Peter Lindgren
- Full name: Peter Lindgren
- Country (sports): Sweden
- Born: 1 June 1964 (age 60) Stockholm, Sweden
- Height: 5 ft 9 in (175 cm)
- Plays: Right-handed
- Prize money: $45,230

Singles
- Career record: 4–18
- Highest ranking: No. 119 (2 May 1988)

Grand Slam singles results
- Wimbledon: 1R (1988)

Doubles
- Career record: 1–2
- Highest ranking: No. 302 (10 August 1987)
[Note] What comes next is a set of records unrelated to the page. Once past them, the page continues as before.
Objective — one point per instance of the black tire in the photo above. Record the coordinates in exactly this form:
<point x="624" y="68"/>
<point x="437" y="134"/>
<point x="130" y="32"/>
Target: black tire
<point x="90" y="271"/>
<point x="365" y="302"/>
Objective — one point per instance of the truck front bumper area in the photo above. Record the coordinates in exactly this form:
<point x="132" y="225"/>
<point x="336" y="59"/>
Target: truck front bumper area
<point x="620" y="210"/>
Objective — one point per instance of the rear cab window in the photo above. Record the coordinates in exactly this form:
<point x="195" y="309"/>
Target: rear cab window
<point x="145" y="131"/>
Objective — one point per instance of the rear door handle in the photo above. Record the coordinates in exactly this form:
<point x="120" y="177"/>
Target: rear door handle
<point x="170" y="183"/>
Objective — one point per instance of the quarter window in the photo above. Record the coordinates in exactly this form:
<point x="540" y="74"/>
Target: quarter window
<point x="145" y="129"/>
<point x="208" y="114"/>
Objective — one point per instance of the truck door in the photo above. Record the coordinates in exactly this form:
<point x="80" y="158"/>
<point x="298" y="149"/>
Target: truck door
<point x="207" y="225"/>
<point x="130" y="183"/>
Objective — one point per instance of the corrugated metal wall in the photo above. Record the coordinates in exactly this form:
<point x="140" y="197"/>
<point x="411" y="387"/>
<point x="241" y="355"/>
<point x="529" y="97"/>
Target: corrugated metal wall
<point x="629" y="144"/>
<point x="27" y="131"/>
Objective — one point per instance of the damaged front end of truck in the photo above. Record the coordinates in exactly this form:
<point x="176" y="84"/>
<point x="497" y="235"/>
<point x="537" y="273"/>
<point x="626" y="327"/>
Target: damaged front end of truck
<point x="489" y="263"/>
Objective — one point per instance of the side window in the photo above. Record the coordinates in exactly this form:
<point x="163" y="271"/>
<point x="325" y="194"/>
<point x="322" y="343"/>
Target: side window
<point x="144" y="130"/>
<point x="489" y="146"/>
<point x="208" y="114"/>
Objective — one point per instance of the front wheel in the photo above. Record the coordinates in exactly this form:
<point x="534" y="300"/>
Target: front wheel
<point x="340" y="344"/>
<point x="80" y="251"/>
= Peter Lindgren (tennis) =

Swedish tennis player

Peter Lindgren (born 1 June 1964) is a former professional tennis player from Sweden.

==Biography==
Lindgren, a right-handed player born in Stockholm, played on the professional tour in the 1980s. He had a career best ranking of 119 in the world and made his only main draw appearance in a grand slam tournament at the 1988 Wimbledon Championships, losing in the first round to Karel Nováček. His best performance on the Grand Prix circuit was an appearance in the round of 16 at the 1988 U.S. Pro Indoor, which included a 6–1, 6–0 win over fourth seed Eduardo Bengoechea. He also beat top 50 players Ramesh Krishnan and Ulf Stenlund during his career.